Usually the round-off error is so small you never even notice it, and
if you do, you can always specify how much precision you'd like in
your output. But because the underlying approximation is still a
little bit off from what a simple print might
show, this can produce unexpected results. For example, while numbers
such as 0.125 and 0.625 are exactly representable, numbers such as
0.325 and 0.725 are not. So let's suppose you'd like to round to two
decimal places. Will 0.325 become 0.32 or 0.33? Will 0.725 become
0.72 or 0.73?
$a = 0.325; # 1/2 + 1/8
$b = 0.725; # 725/1000, or 29/40
printf "%s is %.2f or %.30g\n", ($_) x 3 for $a, $b;
This produces:
0.325 is 0.33 or 0.325000000000000011102230246252
0.725 is 0.72 or 0.724999999999999977795539507497
Since 0.325's approximation is a bit above that, it rounds up to
0.33. On the other hand, 0.725's approximation is really a little
under that, so it rounds down, giving 0.72 instead.

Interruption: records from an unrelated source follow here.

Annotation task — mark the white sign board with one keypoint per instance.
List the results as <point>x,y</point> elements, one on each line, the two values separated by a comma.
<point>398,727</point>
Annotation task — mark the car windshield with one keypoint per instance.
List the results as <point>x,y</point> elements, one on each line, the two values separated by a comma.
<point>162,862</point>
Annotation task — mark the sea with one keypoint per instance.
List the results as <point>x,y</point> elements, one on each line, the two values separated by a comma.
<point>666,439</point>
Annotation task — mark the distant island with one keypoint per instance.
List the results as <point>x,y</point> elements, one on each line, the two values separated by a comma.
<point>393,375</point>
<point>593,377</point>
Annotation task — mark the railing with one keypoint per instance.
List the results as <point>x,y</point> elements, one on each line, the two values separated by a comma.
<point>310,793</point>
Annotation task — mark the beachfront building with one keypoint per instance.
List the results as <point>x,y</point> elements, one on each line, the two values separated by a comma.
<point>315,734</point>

But what about if the number is exactly
representable, such 1.5 or 7.5, since those are just whole numbers
plus one-half? The rounding rule used in that case is probably not
the one you learned in grade school. Watch:
for $n (-4 .. +4) {
$n += 0.5;
printf "%4.1f %2.0f\n", $n, $n;
}
That produces this:
-3.5 -4
-2.5 -2
-1.5 -2
-0.5 -0
0.5 0
1.5 2
2.5 2
3.5 4
4.5 4
What's happening is that the rounding rule preferred by numerical
analysts isn't "round up on a five," but instead "round toward even."
This way the bias in the round-off error tends to cancel itself out.
Three useful
functions for rounding floating-point values to integral ones are
int, ceil, and
floor. Built into Perl, int
returns the integral portion of the floating-point number passed to
it. This is called "rounding toward zero." This is also known as
integer truncation because it ignores the fractional part: it rounds
down for positive numbers and up for negative ones. The POSIX
module's floor and ceil
functions also ignore the fractional part, but they always round down
and up to the next integer, respectively, no matter the
sign.
use POSIX qw(floor ceil);
printf "%8s %8s %8s %8s %8s\n",
qw(number even zero down up);
for $n (-6 .. +6) {
$n += 0.5;
printf "%8g %8.0f %8s %8s %8s\n",
$n, $n, int($n), floor($n), ceil($n);
}
This produces the following illustrative table; each column heading
shows what happens when you round the number in the specified
direction.
number even zero down up
-5.5 -6 -5 -6 -5
-4.5 -4 -4 -5 -4
-3.5 -4 -3 -4 -3
-2.5 -2 -2 -3 -2
-1.5 -2 -1 -2 -1
-0.5 -0 0 -1 0
0.5 0 0 0 1
1.5 2 1 1 2
2.5 2 2 2 3
3.5 4 3 3 4
4.5 4 4 4 5
5.5 6 5 5 6
6.5 6 6 6 7
If you add up each column, you'll see that you arrive at rather
different totals:
6.5 6 6 0 13
What this tells you is that your choice of rounding style—in
effect, your choice of round-off error—can have tremendous
impact on the final outcome. That's one reason why you're strongly
advised to wait until final output for any rounding. Even still, some
algorithms are more sensitive than others to accumulation of
round-off error. In particularly delicate applications, such as
financial computations and thermonuclear missiles, prudent
programmers will implement their own rounding functions instead of
relying on their computers' built-in logic, or lack thereof. (A good
textbook on numerical analysis is also recommended.)